Principle:Rapidsai Cuml Build And CI Infrastructure
| Knowledge Sources | |
|---|---|
| Domains | Software_Engineering, Build_Systems, Continuous_Integration |
| Last Updated | 2026-02-08 12:00 GMT |
Overview
Build and CI infrastructure encompasses the build system configuration, dependency management, continuous integration workflows, and code quality enforcement tools that ensure reproducible compilation, testing, and release of a GPU-accelerated machine learning library.
Description
A GPU-accelerated C++/Python machine learning library requires a sophisticated build and CI infrastructure to manage the complexity of multi-language compilation, CUDA kernel compilation, dependency resolution, and cross-platform packaging.
Build System (build.sh + CMake): The build process is orchestrated by a top-level shell script that coordinates multiple build targets: the C++ library (libcuml), the Python package (cuml), multi-GPU tests (cpp-mgtests), primitive tests (prims), benchmarks (bench), and documentation (cppdocs, pydocs). The script supports numerous flags for customization: debug mode, GPU architecture selection (single vs. all architectures), NVTX profiling instrumentation, code coverage with Cython line tracing, ccache for compilation caching, and configure-only mode for IDE integration. CMake is used as the underlying build system for C++ compilation, handling CUDA toolkit detection, library linking, and target configuration.
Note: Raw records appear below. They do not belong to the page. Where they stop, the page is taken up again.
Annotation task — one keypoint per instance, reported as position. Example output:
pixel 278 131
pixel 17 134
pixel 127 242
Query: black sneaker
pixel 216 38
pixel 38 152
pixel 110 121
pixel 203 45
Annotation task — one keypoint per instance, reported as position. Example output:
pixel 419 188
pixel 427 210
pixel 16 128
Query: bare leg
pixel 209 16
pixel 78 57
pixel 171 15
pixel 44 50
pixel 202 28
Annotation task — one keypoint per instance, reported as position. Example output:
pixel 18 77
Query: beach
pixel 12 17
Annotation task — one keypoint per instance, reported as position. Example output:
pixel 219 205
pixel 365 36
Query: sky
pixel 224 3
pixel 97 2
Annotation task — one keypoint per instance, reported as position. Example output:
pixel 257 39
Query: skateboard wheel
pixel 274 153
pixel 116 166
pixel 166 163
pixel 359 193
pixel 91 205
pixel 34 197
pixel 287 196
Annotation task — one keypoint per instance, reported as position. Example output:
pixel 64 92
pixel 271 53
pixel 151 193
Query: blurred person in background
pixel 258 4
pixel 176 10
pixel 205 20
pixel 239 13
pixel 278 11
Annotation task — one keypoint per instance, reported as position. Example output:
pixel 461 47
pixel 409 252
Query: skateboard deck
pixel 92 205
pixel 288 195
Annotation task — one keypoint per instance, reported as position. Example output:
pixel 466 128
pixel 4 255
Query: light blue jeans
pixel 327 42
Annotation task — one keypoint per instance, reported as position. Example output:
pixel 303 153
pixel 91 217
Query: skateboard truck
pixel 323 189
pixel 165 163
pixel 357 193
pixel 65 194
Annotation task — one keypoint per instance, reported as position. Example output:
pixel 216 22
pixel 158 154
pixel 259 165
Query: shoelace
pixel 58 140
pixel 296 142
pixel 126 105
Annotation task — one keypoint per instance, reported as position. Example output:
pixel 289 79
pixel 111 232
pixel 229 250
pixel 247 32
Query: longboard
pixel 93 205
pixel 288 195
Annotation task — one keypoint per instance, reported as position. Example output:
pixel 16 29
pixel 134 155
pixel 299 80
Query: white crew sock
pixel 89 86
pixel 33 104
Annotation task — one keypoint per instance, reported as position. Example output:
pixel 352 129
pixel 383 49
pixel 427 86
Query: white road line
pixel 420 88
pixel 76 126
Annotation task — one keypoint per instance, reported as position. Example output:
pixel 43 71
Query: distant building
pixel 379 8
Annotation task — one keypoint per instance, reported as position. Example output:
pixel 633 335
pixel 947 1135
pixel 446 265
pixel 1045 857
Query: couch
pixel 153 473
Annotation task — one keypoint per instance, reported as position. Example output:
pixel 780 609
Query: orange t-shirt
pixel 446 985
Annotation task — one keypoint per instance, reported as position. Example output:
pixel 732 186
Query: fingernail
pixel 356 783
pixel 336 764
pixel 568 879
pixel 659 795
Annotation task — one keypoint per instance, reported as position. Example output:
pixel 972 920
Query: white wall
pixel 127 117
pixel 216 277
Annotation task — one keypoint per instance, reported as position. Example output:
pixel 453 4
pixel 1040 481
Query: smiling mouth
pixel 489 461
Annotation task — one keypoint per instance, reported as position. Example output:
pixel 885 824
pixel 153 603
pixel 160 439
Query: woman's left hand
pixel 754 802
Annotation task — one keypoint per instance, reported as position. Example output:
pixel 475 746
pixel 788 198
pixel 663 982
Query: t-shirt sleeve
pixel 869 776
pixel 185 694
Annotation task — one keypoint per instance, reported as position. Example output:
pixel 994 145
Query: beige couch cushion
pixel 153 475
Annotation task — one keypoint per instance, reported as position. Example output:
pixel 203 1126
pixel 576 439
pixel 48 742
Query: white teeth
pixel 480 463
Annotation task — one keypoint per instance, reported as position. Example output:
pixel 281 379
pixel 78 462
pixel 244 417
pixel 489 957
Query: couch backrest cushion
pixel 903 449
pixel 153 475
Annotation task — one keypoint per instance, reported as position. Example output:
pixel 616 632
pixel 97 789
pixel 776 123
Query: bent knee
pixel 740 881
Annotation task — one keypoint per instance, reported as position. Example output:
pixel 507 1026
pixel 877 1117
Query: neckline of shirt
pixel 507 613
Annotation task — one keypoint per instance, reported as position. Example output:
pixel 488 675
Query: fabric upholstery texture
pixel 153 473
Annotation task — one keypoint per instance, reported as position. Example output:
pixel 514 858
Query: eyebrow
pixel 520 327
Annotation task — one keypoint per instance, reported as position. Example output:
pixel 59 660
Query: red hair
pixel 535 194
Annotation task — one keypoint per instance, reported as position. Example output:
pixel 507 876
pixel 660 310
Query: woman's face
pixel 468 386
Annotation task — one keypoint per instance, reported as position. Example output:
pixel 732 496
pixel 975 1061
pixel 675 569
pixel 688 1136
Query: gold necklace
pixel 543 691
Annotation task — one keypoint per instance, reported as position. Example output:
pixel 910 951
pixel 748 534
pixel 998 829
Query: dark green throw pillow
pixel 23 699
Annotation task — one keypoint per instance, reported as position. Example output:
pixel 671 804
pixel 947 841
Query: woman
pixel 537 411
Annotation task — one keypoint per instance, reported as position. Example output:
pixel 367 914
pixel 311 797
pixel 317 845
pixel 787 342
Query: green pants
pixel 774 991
Dependency Management (dependencies.yaml): Dependencies are declared in a centralized YAML file that serves as the single source of truth for the RAPIDS dependency file generator. Dependencies are organized by function: common build tools, CUDA toolkit versions (supporting multiple CUDA versions simultaneously), Python build and runtime dependencies, and test dependencies. The file generates conda environment specifications for different build configurations including development, testing, documentation, and clang-tidy analysis.
PR and CI Workflows: The CI pipeline includes scripts for building C++ and Python components, running C++ tests (ctests), running Python tests (single-GPU, multi-GPU/Dask, integration, scikit-learn compatibility), notebook validation, wheel building and validation, and documentation generation. Each CI stage is encapsulated in a dedicated shell script under the ci/ directory.
Code Quality Tools:
- Include Checker: A Python script that enforces consistent #include syntax across C++ source files. It validates include directive formatting, checks for proper use of angle brackets vs. quotes, and ensures compliance with the project's include style conventions.
- Clang-Tidy Runner: Runs clang-tidy static analysis on the C++ codebase using a dedicated conda environment with the appropriate clang-tidy version. The configuration is read from the pyproject.toml file, and the analysis is run against the cmake compile commands database.
Usage
The build and CI infrastructure is used when:
- Building the library from source for development, testing, or deployment.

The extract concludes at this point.